La fibromyalgie n’est pas une maladie en tant que telle : c’est un syndrome, c’est à dire un ensemble de symptômes. Au moins, porte-t-elle un nom ! Avant, les gens qui en souffraient étaient pris pour des dépressifs, des simulateurs, des hystériques, des « spasmophiles »...
Enfin, les douleurs chroniques sont prises en considération.

 

DOULEURS, FATIQUE INTENSE...DES SYMPTOMES MULTIPLES

Deux millions de Français sont touchés et surtout 14 millions d’Européens dont principalement des femmes (de 80 à 90%). « Ce sont très souvent des personnes actives mais sensibles au stress mal géré », explique le Dr Charley Cohen, rhumatologue, auteur d’un livre intitulé la fibromyalgie, un état douloureux enfin reconnu et pris au sérieux, aux éditions J.Lyon. En effet, on retrouve un profil de femmes très particulier : elles sont combattantes, serviables, même perfectionniste, mais aussi émotives, trop sensibles, ayant besoin de reconnaissance. Au final, elles n’arrivent pas à assumer la compétition de la vie actuelle et c’est alors que le corps parle.
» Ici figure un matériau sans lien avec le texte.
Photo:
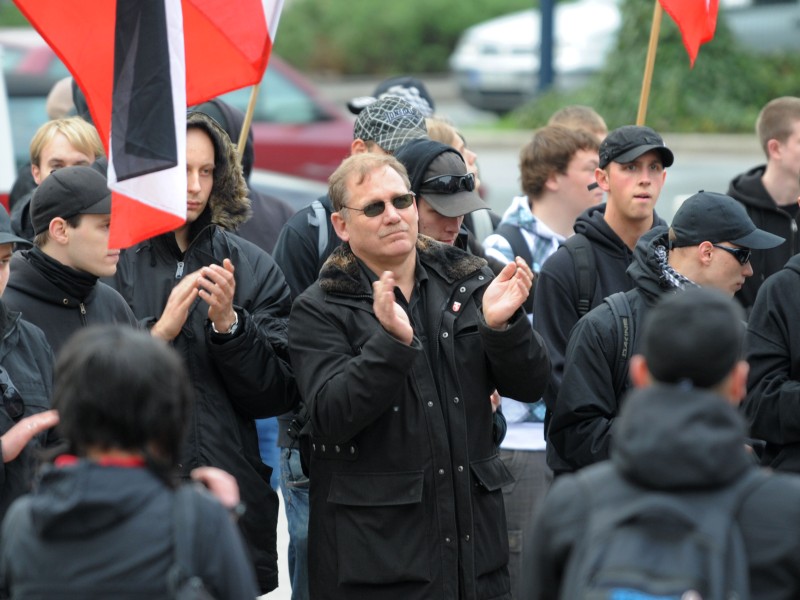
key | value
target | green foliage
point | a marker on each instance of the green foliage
(381, 38)
(722, 93)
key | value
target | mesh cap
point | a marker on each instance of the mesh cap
(390, 122)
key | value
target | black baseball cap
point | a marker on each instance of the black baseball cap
(410, 89)
(68, 192)
(695, 336)
(713, 217)
(439, 175)
(7, 235)
(626, 144)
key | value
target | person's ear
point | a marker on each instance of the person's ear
(340, 226)
(638, 371)
(58, 231)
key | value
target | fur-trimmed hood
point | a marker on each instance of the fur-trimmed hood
(341, 273)
(229, 204)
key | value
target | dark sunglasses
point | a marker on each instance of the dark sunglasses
(376, 208)
(12, 401)
(449, 184)
(740, 254)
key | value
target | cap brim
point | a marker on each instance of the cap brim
(758, 239)
(667, 158)
(454, 205)
(101, 207)
(10, 238)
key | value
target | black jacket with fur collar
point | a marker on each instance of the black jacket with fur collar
(406, 497)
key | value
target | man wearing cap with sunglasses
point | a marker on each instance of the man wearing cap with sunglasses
(708, 245)
(395, 350)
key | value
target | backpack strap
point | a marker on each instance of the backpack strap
(319, 220)
(519, 246)
(582, 254)
(625, 330)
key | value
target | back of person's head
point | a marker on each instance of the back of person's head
(356, 169)
(695, 336)
(577, 116)
(118, 388)
(81, 134)
(550, 152)
(776, 120)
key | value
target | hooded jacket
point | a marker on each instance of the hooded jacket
(27, 359)
(748, 189)
(582, 426)
(91, 531)
(772, 347)
(405, 497)
(56, 311)
(237, 378)
(555, 303)
(676, 439)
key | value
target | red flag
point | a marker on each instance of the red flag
(696, 19)
(208, 47)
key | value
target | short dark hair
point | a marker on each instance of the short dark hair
(119, 388)
(696, 335)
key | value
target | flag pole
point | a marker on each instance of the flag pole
(248, 119)
(649, 63)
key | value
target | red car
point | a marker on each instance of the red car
(296, 131)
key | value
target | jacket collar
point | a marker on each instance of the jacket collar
(341, 273)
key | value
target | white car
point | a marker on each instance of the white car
(496, 63)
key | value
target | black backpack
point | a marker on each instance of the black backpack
(640, 544)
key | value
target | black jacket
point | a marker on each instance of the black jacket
(772, 347)
(582, 426)
(26, 357)
(55, 311)
(555, 303)
(676, 440)
(405, 497)
(236, 378)
(107, 532)
(748, 189)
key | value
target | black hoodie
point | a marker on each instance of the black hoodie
(677, 440)
(582, 426)
(555, 302)
(90, 531)
(748, 189)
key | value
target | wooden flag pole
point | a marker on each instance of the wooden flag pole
(655, 29)
(248, 119)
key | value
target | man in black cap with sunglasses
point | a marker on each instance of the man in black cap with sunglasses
(708, 245)
(395, 350)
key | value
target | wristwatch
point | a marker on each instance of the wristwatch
(232, 329)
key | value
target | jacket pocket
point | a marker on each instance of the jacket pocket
(381, 532)
(489, 518)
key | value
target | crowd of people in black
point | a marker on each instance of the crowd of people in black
(461, 415)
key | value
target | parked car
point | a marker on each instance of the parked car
(496, 63)
(295, 130)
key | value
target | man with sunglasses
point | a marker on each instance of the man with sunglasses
(708, 245)
(395, 351)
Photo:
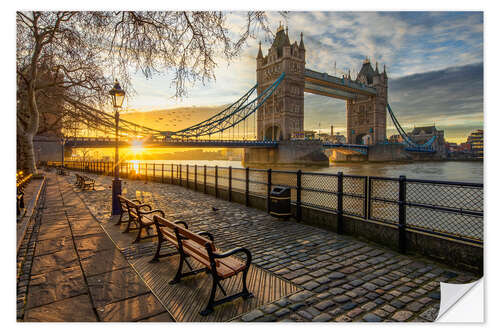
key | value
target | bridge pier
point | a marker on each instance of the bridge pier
(287, 153)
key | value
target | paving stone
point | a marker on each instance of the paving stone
(341, 299)
(53, 245)
(162, 318)
(324, 305)
(355, 312)
(322, 318)
(305, 314)
(251, 316)
(430, 314)
(302, 279)
(402, 315)
(283, 302)
(114, 286)
(310, 285)
(103, 261)
(269, 308)
(370, 317)
(414, 306)
(300, 296)
(282, 312)
(54, 261)
(131, 309)
(74, 309)
(349, 306)
(54, 286)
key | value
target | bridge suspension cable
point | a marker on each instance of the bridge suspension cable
(229, 117)
(412, 145)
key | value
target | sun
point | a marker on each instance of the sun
(136, 147)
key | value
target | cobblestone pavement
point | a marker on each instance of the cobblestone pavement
(343, 279)
(73, 272)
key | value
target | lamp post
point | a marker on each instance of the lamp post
(117, 96)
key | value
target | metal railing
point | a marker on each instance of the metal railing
(438, 208)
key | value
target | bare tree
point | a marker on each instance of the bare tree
(66, 61)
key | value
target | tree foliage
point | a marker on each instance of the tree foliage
(66, 61)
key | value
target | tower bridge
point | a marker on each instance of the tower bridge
(277, 114)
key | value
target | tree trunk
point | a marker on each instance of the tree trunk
(27, 162)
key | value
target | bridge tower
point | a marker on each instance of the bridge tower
(282, 115)
(366, 115)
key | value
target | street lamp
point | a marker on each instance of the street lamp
(117, 97)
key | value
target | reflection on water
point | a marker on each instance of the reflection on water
(463, 171)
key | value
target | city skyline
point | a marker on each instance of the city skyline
(434, 62)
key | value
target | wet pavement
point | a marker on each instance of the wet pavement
(342, 278)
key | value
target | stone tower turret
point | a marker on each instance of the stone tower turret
(366, 116)
(282, 116)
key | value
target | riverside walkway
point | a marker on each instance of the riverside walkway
(300, 272)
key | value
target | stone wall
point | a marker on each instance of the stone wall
(448, 251)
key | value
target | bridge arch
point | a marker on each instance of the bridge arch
(273, 133)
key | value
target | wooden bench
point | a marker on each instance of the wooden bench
(220, 265)
(21, 182)
(139, 214)
(84, 182)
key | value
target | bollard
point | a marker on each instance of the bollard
(247, 186)
(402, 214)
(340, 199)
(298, 213)
(229, 185)
(269, 182)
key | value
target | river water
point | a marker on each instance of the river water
(460, 171)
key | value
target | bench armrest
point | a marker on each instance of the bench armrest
(206, 233)
(234, 251)
(152, 211)
(144, 205)
(184, 224)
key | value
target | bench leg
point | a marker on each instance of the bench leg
(210, 306)
(138, 238)
(156, 258)
(178, 275)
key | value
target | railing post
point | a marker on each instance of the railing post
(205, 179)
(171, 173)
(216, 182)
(247, 186)
(369, 199)
(340, 203)
(298, 212)
(196, 177)
(162, 176)
(402, 214)
(229, 186)
(269, 183)
(365, 206)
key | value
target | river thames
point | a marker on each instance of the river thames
(460, 171)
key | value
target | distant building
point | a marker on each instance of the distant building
(464, 147)
(451, 147)
(421, 135)
(309, 135)
(396, 138)
(475, 140)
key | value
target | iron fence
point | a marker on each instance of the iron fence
(448, 209)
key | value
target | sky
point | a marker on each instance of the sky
(434, 61)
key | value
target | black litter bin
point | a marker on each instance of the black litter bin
(280, 203)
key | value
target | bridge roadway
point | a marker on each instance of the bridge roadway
(109, 143)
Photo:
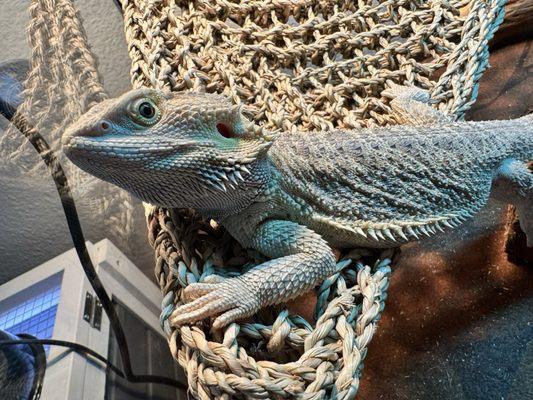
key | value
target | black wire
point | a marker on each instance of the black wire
(78, 348)
(71, 214)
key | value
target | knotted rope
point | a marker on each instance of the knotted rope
(297, 65)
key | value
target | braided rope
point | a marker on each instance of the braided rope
(295, 65)
(63, 83)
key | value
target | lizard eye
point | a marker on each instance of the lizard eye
(145, 112)
(224, 129)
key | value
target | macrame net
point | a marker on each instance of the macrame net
(295, 65)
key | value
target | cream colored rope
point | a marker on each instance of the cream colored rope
(295, 65)
(62, 84)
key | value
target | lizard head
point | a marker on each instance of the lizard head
(170, 149)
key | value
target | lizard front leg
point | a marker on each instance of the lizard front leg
(300, 260)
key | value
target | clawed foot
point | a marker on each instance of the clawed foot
(230, 299)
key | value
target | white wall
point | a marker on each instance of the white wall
(32, 224)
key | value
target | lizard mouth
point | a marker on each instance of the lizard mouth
(125, 146)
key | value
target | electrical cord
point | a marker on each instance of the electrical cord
(74, 226)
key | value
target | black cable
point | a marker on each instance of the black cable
(71, 214)
(78, 348)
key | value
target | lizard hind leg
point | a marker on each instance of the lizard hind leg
(513, 183)
(411, 106)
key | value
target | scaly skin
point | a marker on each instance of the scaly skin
(293, 196)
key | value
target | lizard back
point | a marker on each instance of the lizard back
(394, 182)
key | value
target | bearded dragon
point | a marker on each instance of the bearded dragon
(293, 196)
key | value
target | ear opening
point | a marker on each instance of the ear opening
(225, 129)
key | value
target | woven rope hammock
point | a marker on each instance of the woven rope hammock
(295, 65)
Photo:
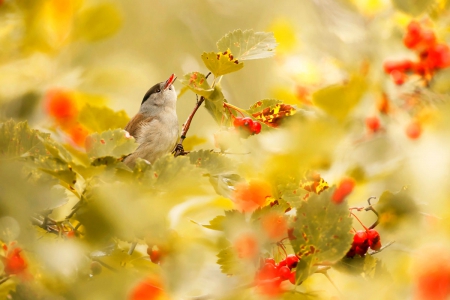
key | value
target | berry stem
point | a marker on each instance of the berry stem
(359, 221)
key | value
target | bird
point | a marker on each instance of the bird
(155, 127)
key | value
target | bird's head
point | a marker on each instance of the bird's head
(160, 96)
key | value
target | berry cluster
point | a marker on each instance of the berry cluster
(363, 240)
(274, 273)
(247, 126)
(432, 55)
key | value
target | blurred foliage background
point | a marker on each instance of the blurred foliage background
(78, 68)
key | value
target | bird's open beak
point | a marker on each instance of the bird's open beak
(169, 81)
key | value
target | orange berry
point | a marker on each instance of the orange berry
(249, 196)
(373, 123)
(61, 106)
(275, 226)
(414, 130)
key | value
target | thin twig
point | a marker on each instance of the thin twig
(178, 150)
(132, 247)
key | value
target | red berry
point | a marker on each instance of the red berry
(345, 187)
(376, 246)
(282, 263)
(438, 57)
(247, 122)
(155, 256)
(360, 238)
(284, 273)
(292, 261)
(373, 123)
(15, 264)
(292, 277)
(398, 77)
(374, 238)
(413, 130)
(255, 127)
(269, 271)
(237, 122)
(361, 250)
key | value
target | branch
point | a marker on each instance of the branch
(178, 150)
(179, 147)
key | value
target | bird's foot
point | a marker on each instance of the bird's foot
(179, 150)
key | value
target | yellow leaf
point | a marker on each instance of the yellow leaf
(221, 63)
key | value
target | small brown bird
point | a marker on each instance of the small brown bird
(155, 127)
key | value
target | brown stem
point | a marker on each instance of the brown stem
(179, 147)
(178, 150)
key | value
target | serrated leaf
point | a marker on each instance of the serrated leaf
(17, 139)
(222, 223)
(262, 104)
(271, 115)
(394, 208)
(277, 208)
(214, 104)
(99, 119)
(98, 22)
(323, 233)
(221, 63)
(246, 45)
(197, 83)
(228, 261)
(339, 100)
(56, 168)
(113, 143)
(214, 163)
(413, 7)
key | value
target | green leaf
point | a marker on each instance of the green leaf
(247, 44)
(339, 100)
(197, 83)
(394, 208)
(17, 139)
(214, 104)
(279, 209)
(231, 219)
(229, 262)
(323, 234)
(413, 7)
(214, 163)
(221, 63)
(114, 143)
(99, 119)
(98, 22)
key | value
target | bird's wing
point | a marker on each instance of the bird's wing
(133, 127)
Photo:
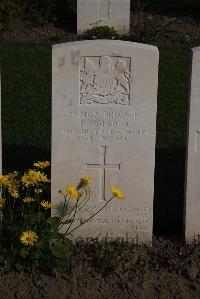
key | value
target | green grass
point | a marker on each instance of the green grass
(167, 4)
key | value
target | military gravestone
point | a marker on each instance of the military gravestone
(192, 222)
(112, 13)
(104, 127)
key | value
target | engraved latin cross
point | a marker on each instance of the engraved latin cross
(103, 166)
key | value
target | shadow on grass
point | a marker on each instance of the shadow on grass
(169, 192)
(22, 157)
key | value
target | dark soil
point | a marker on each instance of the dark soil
(165, 270)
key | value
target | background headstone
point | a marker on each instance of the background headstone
(192, 221)
(104, 127)
(112, 13)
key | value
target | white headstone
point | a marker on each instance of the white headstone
(104, 127)
(112, 13)
(192, 221)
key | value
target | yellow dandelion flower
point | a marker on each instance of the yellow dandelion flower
(14, 192)
(41, 165)
(29, 238)
(33, 177)
(85, 181)
(117, 192)
(72, 192)
(2, 202)
(38, 191)
(46, 204)
(28, 199)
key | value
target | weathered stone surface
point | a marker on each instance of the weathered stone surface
(192, 221)
(104, 127)
(113, 13)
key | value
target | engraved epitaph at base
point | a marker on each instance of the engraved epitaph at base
(192, 196)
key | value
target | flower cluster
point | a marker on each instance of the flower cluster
(29, 238)
(34, 177)
(41, 165)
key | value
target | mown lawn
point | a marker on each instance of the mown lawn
(26, 120)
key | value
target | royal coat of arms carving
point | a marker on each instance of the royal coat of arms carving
(105, 80)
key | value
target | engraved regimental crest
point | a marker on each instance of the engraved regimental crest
(105, 80)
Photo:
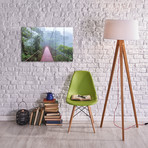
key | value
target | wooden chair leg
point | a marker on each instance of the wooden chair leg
(91, 117)
(73, 110)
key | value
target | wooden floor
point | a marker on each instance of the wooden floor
(80, 136)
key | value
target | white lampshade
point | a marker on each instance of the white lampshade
(121, 29)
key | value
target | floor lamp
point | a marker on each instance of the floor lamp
(121, 30)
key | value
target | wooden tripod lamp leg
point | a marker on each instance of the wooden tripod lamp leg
(129, 82)
(73, 110)
(121, 79)
(91, 117)
(110, 81)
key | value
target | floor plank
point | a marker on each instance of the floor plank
(81, 135)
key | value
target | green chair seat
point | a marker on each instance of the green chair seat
(82, 84)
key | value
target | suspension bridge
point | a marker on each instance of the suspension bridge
(47, 56)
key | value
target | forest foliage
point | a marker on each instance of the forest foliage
(35, 39)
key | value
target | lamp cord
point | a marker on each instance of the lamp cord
(114, 120)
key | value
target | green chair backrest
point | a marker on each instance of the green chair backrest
(82, 84)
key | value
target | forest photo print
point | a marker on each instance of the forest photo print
(47, 44)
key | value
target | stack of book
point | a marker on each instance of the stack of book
(52, 114)
(37, 116)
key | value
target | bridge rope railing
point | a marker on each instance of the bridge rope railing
(33, 55)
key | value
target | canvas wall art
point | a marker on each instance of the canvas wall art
(47, 44)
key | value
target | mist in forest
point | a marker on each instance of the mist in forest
(58, 39)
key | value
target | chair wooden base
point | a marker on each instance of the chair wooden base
(90, 114)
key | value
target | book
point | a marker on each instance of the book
(53, 114)
(51, 105)
(51, 110)
(54, 122)
(38, 117)
(31, 115)
(81, 97)
(37, 111)
(42, 116)
(52, 117)
(49, 101)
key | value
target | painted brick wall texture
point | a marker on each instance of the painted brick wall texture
(29, 80)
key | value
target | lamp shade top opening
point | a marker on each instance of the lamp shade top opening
(121, 30)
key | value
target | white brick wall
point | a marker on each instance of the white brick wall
(29, 80)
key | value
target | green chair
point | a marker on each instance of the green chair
(82, 84)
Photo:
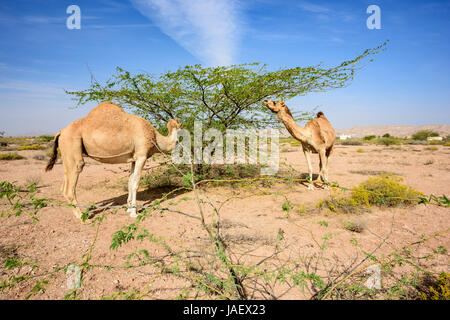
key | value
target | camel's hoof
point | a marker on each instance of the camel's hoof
(77, 214)
(132, 212)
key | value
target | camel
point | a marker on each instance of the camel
(318, 136)
(109, 135)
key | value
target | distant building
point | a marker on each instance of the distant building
(344, 136)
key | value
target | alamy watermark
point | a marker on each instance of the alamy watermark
(74, 20)
(249, 146)
(374, 20)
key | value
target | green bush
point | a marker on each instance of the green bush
(388, 141)
(46, 138)
(351, 142)
(32, 147)
(383, 190)
(424, 134)
(11, 156)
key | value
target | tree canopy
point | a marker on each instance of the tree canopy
(219, 97)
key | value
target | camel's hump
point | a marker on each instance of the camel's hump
(106, 108)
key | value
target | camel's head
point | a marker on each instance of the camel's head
(173, 124)
(275, 106)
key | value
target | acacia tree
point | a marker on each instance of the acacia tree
(219, 97)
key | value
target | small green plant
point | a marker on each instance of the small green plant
(436, 289)
(388, 141)
(355, 226)
(424, 134)
(302, 209)
(46, 138)
(11, 156)
(32, 147)
(287, 206)
(383, 190)
(351, 142)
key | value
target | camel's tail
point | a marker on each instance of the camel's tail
(52, 160)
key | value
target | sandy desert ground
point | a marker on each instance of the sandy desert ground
(254, 224)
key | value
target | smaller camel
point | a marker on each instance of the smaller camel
(109, 135)
(318, 136)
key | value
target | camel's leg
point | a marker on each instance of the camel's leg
(130, 187)
(64, 184)
(134, 184)
(73, 165)
(327, 154)
(72, 157)
(308, 160)
(323, 167)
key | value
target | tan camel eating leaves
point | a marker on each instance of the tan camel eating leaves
(110, 135)
(318, 136)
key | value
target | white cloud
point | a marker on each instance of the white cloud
(310, 7)
(207, 29)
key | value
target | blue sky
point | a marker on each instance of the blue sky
(408, 84)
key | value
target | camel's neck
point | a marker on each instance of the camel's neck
(294, 129)
(166, 143)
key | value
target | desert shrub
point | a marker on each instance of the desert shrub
(11, 156)
(174, 175)
(417, 142)
(351, 142)
(355, 226)
(383, 190)
(424, 134)
(435, 289)
(39, 157)
(32, 147)
(387, 141)
(46, 138)
(368, 138)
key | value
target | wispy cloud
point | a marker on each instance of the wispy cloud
(208, 29)
(311, 7)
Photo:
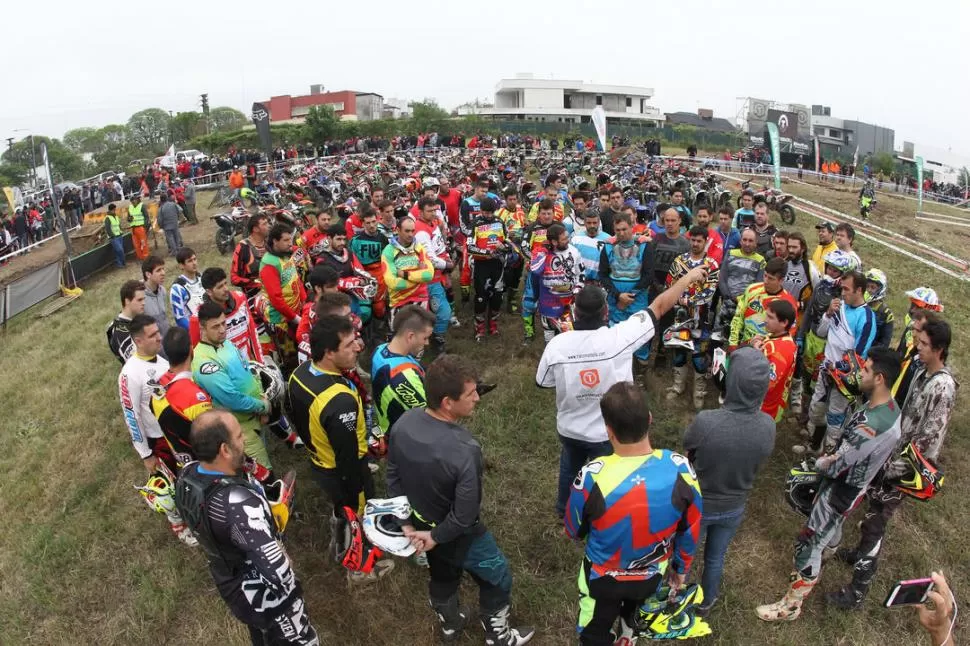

Chez toute, on retrouve à peu près les mêmes signes : des douleurs « baladeuses » qui ressemblent parfois à des brûlures ou à des décharges électriques, des difficultés à dormir, une fatigue intense, un manque de concentration et des troubles de mémoire. Autant de manifestations qui peuvent apparaître à la suite d’un traumatisme physique ou psychologique et qui sont aggravées par le stress excessif. Les difficultés professionnelles ou personnelles  sur un état déjà anxieux baissent le seuil de la douleur et viennent aggraver les symptômes. Cet état crée une tension des muscles et « on voit apparaître des contractures musculaires douloureuses. Ainsi, s’installe la spirale infernale », explique le spécialiste.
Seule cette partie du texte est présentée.